To do so, first make sure you are in the virtual environment, and then in the `python` directory, run:
```sh
uv sync --all-extras
```
This will update the dependencies in the virtual environment.
## Building Documentation
The documentation source directory is located at `docs/src/`.
To build the documentation, run this from the root of the Python directory:
```sh
poe docs-build
```
To serve the documentation locally, run:
```sh
poe docs-serve
```
When you make changes to the doc strings or add new modules, you may need to
refresh the API references in the documentation by first cleaning the docs and
then building them again:
```sh
poe docs-clean # This will remove the build directory and the reference directory
poe docs-build # This will rebuild the documentation from scratch
```
## Writing Documentation
When you add a new public class or function, you should always add a docstring
to it.

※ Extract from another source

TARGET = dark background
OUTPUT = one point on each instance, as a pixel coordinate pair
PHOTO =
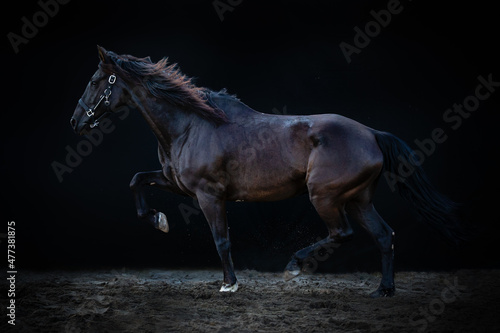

The docstring should follow the
[Google style](https://google.github.io/styleguide/pyguide.html#38-comments-and-docstrings) layout
and the Sphinx RST format for Python docstrings.
The docstring for a public class or function should include:
- A short description of the class or function at the beginning immediately after the `"""`.
- A longer description if necessary, explaining the purpose and usage.
- A list of arguments with their types and descriptions, using the `Args` section.
Each argument should be listed with its name, type, and a brief description.
- A description of the return value and its type, using the `Returns` section.
If the function does not return anything, you can omit this section.
- A list of exceptions that the function may raise, with descriptions,
using the `Raises` section. This is optional but recommended if the function can raise exceptions that users should be aware of.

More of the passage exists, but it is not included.